CIT Group, one of the nation's largest lenders to small and midsize businesses, has been scrambling to find new funding as it wrestles with liquidity pressure and maturing debt. The government had refused to save the company last week.
Earlier this week, major bondholders agreed to provide CIT with a $3 billion rescue loan, but it cautioned that the loan might not be enough to head off a cash squeeze.
At the same time it agreed to the loan, CIT launched the cash-offer for $1 billion worth of senior notes due Aug. 17 and warned it may have to file for bankruptcy if it failed.
Under CIT's amended note buyback offer disclosed Friday, holders of certain notes due in August will get an extra $50 per $1,000 principal of the notes if they tender them by July 31 for a total of $825 per $1,000 in principal.
Its shares rose 14 cents, or 19 percent, to 88 cents in premarket trading Friday. Over the past year, its shares have traded as low as 31 cents a share and down from a high of $13.
The Wall Street Journal, meanwhile, reported Friday that CIT had rebuffed as too low an offer from two conglomerates to buy parts of the company earlier this year but was now considering a similar breakup of its own. The newspaper cited unidentified people familiar with the matter.
The newspaper said Warren Buffett's Berkshire Hathaway Inc. and the holding company Leucadia National Corp. made a joint offer in the spring to buy parts of CIT but were rebuffed.

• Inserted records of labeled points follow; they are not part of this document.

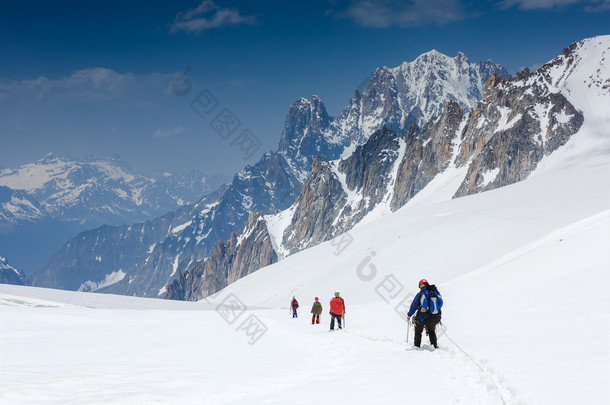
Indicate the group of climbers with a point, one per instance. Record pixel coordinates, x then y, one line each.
337 310
424 312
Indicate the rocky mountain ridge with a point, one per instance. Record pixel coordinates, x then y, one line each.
10 275
43 204
501 141
270 185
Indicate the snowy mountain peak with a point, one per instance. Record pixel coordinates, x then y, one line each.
10 275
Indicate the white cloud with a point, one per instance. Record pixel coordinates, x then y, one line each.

It did not say how much was offered nor what the parts were.
The newspaper said CIT and its advisers are in the early stages of evaluating a similar breakup, and said its aviation-finance group and rail finance operations are most likely to be offered for sale.
Should CIT collapse, some experts fear it would deal a crippling blow to an economy still losing hundreds of thousands of jobs a month despite a nearly $800 billion federal stimulus program.
The retail sector would be hit especially hard. CIT serves as short-term financier to about 2,000 vendors that supply merchandise to 300,000 stores, according to the National Retail Federation. Analysts say 60 percent of the apparel industry depends on CIT for financing.
CIT received $2.3 billion from the government's Troubled Asset Relief Program last fall - money that could be lost if CIT files for bankruptcy.
The Federal Reserve put the company through its "stress test" last week and found it faced a $4 billion capital shortfall.